Technical information
- Licensing authority: CRT
- Class: B1
- ERP: 10,000 watts
- HAAT: 142.40 m

Links
- Webcast: Listen live
- Website: amor917xalapa.com

= XHOZ-FM (Veracruz) =

Radio station in Xalapa, Veracruz, Mexico

XHOZ-FM is a radio station in Xalapa, Veracruz, Mexico. Broadcasting on 91.7 FM, XHOZ is owned by Quatro Media Telecomunicaciones and carries a romantic format known as Amor 91.7.

==History==
The concession for XEOZ-AM 960 was awarded to Luis Ignacio Santibañez Patiño on January 16, 1946, with the current concessionaire being created in 1983. In 1994, the station gained its FM counterpart and adopted the ACIR Satélite contemporary hit music format. The station then transitioned to the Amor romantic music format in the early 2000s.

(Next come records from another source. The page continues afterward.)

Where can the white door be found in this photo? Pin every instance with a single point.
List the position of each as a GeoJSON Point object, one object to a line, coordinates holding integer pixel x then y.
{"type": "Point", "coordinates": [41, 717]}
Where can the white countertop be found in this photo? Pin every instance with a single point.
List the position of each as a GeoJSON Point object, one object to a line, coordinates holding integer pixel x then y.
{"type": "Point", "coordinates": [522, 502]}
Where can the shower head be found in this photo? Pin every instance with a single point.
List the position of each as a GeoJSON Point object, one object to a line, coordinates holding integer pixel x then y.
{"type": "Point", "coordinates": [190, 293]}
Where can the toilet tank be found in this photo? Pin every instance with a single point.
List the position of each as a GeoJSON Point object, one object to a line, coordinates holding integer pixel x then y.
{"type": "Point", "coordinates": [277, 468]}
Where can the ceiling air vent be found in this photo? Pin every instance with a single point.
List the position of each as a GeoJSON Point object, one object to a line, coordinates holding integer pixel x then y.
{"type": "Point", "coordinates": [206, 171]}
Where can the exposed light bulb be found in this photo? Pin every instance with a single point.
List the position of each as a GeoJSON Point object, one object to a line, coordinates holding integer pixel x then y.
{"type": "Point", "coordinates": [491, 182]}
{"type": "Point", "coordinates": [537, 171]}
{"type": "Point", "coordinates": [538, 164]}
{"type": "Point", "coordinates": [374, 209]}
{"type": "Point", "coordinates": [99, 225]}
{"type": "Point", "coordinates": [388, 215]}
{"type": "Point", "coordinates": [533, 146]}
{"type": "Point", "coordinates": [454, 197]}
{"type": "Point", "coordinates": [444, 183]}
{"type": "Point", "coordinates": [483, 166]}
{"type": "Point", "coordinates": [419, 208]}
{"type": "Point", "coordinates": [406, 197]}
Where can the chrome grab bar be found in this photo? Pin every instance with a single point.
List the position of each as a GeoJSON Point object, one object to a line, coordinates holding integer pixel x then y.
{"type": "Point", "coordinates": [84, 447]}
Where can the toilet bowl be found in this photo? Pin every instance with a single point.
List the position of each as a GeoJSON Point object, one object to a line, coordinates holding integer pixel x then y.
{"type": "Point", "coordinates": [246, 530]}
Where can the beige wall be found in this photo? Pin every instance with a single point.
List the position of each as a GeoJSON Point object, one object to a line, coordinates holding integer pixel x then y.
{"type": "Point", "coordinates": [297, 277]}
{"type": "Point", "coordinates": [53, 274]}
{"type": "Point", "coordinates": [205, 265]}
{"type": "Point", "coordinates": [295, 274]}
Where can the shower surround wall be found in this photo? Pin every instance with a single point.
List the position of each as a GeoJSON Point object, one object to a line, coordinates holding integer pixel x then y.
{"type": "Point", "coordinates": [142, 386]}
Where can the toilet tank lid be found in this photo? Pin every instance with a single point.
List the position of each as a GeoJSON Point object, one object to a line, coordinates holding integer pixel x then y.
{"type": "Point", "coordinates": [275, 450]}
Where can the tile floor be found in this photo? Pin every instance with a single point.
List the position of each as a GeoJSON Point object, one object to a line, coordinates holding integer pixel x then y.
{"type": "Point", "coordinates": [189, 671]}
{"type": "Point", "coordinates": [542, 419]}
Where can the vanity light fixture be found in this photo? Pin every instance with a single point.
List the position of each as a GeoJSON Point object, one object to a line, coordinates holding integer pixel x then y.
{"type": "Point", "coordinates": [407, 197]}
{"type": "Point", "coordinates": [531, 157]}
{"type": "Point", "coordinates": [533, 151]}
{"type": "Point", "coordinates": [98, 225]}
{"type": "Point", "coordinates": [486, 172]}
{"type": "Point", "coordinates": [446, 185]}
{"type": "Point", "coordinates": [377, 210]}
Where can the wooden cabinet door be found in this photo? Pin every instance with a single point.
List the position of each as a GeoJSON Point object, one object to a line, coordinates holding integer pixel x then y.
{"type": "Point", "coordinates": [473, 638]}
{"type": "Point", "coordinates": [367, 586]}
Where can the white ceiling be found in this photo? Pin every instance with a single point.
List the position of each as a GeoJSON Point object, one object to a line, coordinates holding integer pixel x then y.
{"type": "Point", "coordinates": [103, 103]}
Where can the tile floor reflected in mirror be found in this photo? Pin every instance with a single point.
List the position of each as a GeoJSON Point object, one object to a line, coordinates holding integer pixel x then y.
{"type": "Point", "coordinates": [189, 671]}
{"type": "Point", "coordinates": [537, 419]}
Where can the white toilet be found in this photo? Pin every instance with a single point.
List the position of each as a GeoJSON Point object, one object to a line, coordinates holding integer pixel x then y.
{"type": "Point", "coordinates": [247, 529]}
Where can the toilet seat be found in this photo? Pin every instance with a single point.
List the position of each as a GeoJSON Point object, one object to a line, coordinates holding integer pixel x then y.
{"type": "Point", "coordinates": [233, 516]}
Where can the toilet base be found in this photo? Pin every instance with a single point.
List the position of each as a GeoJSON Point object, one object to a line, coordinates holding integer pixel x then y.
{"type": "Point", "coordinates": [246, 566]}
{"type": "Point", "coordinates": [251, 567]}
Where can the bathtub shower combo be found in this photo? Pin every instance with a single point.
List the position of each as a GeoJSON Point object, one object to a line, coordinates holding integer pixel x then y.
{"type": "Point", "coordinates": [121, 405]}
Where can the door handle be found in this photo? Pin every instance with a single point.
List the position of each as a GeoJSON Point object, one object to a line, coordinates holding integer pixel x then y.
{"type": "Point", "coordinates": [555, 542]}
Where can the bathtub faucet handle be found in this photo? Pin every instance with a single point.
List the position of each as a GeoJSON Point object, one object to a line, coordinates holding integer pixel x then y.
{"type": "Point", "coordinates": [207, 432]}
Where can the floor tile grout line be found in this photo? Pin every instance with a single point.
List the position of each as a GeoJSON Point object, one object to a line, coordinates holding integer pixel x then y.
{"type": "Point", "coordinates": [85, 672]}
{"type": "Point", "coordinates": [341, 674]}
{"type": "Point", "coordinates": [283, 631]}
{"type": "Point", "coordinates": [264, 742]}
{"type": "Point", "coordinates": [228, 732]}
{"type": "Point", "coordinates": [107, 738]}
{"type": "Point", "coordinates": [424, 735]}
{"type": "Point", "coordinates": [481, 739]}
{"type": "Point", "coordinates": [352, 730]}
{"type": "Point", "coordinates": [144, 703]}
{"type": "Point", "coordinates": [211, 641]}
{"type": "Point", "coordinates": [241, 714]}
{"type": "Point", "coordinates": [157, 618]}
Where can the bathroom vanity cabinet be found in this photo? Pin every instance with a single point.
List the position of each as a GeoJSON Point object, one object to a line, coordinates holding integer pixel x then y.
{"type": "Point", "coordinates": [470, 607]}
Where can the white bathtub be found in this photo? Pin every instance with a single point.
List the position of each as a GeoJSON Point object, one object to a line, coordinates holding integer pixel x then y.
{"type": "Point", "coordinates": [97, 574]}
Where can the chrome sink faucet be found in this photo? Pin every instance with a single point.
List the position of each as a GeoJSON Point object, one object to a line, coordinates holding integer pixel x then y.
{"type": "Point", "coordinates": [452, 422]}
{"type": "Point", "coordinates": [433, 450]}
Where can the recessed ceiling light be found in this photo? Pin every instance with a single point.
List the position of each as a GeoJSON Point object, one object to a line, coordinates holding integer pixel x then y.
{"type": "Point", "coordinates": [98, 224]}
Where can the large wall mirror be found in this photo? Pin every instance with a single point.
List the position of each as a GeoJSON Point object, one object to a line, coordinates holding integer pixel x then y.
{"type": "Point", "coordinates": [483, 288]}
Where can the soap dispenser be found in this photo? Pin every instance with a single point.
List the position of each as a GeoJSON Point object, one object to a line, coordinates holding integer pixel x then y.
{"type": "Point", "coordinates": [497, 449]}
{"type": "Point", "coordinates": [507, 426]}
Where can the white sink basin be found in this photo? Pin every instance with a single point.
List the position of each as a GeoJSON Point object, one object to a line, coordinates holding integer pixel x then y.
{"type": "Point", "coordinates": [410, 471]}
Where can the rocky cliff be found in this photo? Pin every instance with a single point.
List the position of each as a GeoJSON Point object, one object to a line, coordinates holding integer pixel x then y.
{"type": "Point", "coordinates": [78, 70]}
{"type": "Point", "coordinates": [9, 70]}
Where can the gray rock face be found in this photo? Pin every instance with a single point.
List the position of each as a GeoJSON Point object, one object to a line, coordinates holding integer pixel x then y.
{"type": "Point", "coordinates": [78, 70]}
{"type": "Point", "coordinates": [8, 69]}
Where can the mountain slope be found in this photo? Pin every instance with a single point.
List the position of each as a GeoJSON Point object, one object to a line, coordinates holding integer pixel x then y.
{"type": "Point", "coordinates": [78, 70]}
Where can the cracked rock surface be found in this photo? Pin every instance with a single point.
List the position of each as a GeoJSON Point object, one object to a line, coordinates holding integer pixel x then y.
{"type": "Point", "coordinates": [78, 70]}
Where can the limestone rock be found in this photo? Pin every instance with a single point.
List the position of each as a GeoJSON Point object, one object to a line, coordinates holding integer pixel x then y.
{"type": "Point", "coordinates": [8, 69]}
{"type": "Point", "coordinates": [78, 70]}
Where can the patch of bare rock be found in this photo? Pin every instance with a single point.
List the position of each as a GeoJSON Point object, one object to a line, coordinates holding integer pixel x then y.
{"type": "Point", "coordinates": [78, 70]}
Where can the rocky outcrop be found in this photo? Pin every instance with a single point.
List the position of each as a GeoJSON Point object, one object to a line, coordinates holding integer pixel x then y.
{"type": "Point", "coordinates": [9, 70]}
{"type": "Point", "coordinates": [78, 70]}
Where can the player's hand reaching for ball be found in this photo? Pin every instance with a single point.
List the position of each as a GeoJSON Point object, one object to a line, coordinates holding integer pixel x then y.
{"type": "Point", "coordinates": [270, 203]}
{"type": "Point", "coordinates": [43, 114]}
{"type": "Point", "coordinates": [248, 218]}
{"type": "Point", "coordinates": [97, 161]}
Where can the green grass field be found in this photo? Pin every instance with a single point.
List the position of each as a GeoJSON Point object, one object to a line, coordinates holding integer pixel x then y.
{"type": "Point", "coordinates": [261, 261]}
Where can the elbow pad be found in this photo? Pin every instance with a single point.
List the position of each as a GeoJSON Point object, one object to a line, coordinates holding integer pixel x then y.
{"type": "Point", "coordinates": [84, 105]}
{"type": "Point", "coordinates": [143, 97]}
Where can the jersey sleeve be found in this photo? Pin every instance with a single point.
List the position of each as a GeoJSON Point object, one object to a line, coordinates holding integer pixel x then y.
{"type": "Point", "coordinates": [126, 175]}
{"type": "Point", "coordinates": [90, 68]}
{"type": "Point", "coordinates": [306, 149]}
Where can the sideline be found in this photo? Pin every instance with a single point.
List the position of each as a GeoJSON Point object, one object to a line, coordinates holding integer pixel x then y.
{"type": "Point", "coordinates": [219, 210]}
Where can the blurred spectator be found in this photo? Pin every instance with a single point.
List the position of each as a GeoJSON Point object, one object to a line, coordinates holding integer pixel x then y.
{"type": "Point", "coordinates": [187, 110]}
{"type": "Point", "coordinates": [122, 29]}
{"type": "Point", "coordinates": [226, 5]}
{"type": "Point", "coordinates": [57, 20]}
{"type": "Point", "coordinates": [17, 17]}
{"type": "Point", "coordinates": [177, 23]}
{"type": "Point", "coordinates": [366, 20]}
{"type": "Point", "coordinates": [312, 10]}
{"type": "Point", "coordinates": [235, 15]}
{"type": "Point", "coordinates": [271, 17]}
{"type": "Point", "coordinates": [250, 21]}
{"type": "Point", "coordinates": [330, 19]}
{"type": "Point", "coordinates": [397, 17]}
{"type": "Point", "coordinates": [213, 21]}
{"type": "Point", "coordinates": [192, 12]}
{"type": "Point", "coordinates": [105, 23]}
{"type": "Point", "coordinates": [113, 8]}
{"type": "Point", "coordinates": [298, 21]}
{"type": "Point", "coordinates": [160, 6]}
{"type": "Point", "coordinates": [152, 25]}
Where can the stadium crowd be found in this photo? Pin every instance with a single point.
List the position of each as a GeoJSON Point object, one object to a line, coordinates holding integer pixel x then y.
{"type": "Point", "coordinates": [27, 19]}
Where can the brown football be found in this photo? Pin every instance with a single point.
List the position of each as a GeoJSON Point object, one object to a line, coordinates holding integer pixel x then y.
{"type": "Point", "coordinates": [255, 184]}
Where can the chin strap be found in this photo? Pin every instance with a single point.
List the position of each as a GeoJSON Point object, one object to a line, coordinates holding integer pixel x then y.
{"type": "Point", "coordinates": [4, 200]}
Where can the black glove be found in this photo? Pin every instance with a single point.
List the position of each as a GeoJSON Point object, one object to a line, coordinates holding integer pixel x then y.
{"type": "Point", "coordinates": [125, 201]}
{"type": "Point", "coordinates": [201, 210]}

On October 27, 2022, the station's air staff announced their departure. Carlos Ferráez then took over operations on November 1, initially retaining the Amor name and branding used by ACIR. The change followed the sale or shutdown of five other ACIR stations across Veracruz during 2022, the concession transfer was approved by the IFT on May 24, 2023.

On September 21, 2023, OZ Radio, S.A. de C.V., surrendered the station's authority to operate on AM, becoming an FM-only station.